Unused result

bearophile bearophileHUGS at lycos.com
Sun Oct 4 13:47:15 PDT 2009


Days ago I have shown the idea for a possible feature (that may be seen as a better version of __builtin_constant_p() of GCC): a traits that at compile time inside a function allows to know if each of the argument values is known at compile-time (every time such information isn't available, it defaults to "false", that means such argument is not known at compile time). Such information can be used inside the function with static ifs, to avoid some run-time computations.
A function with N arguments that uses such feature may be seen as a template that generates up to 2^N instantiations in the binary (but usually arguments are few and often you don't need to test if each of them is a compile time constant, so usually if you use this feature you don't have more than 2 or 4 different instantiations). I'd like to know if such feature can be implemented.
This feature in practice allows for a manual form of partial compilation. It moves the burden of partial compilation from the compiler to the programmer. Generally moving work to the programmer isn't a good idea, but in this case I think it's acceptable because implementing partial compilation in compilers is hard, while I think this feature is much simpler to implement, and the programmer is able to manually optimize critical functions.

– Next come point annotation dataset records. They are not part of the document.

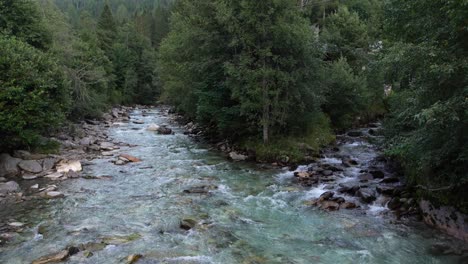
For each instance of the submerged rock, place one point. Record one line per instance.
(8, 187)
(237, 157)
(69, 165)
(8, 165)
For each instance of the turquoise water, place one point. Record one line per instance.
(250, 215)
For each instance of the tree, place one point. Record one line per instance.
(427, 129)
(21, 18)
(33, 93)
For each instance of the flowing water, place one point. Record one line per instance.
(250, 215)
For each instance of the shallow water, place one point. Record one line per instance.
(252, 215)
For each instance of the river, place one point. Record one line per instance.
(251, 214)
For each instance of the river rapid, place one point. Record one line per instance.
(250, 214)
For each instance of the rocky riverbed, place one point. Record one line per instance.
(139, 190)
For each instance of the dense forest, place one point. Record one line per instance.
(271, 76)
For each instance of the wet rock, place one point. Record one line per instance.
(355, 133)
(348, 205)
(117, 240)
(54, 258)
(394, 203)
(348, 188)
(130, 158)
(237, 157)
(54, 195)
(329, 206)
(390, 180)
(133, 258)
(386, 190)
(339, 200)
(326, 196)
(377, 174)
(188, 223)
(69, 165)
(153, 127)
(366, 195)
(29, 177)
(164, 130)
(365, 177)
(48, 163)
(8, 165)
(8, 187)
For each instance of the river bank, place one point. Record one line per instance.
(196, 207)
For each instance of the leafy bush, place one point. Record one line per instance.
(33, 94)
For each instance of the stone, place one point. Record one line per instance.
(54, 176)
(133, 258)
(390, 180)
(377, 174)
(365, 177)
(153, 127)
(326, 196)
(107, 146)
(16, 224)
(130, 158)
(8, 187)
(237, 157)
(348, 205)
(329, 206)
(69, 165)
(54, 195)
(29, 177)
(48, 163)
(8, 165)
(366, 195)
(54, 258)
(164, 130)
(354, 133)
(188, 223)
(386, 190)
(120, 162)
(394, 203)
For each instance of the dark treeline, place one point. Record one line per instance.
(276, 77)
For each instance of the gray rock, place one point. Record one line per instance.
(10, 186)
(48, 163)
(30, 166)
(8, 165)
(366, 195)
(237, 157)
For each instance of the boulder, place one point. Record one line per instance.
(32, 166)
(348, 205)
(153, 127)
(8, 187)
(8, 165)
(130, 158)
(188, 223)
(54, 195)
(367, 195)
(354, 133)
(377, 174)
(237, 157)
(48, 163)
(69, 165)
(329, 206)
(164, 130)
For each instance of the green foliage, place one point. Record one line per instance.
(21, 18)
(428, 126)
(33, 95)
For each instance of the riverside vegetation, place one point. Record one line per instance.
(276, 78)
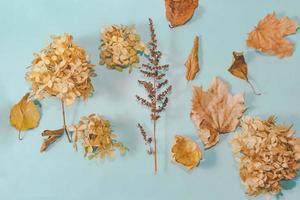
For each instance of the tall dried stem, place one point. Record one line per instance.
(157, 96)
(64, 120)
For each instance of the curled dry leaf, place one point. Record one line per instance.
(268, 36)
(267, 154)
(97, 138)
(215, 111)
(63, 70)
(186, 152)
(120, 47)
(239, 68)
(178, 12)
(24, 115)
(192, 64)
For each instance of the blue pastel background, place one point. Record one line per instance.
(63, 174)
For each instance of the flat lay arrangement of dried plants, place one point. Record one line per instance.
(62, 70)
(97, 137)
(24, 115)
(178, 12)
(268, 36)
(186, 152)
(216, 111)
(192, 63)
(239, 68)
(120, 47)
(157, 87)
(267, 153)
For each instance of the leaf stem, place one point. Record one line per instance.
(253, 89)
(64, 120)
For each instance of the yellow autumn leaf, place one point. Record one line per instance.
(24, 115)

Now I've thought about another related possible feature. Inside a function (maybe with another trait) it may be interesting to know, at compile time, if the result of the function itself is being used (this feature is useful only for functions with side effects, so it's disallowed inside pure functions). If you know the result isn't used, then you don't need to compute it; so this trait may be used with a static if to avoid some useless computations.
Generally given a function, different parts of the code may use its return value or not use it, so this feature may produce two compiled versions of the function inside the binary. This is acceptable (so this feature can also be seen as a limited form of return overload, but you define a single function).
(The function attribute warn_unused_result of GCC is something quite different).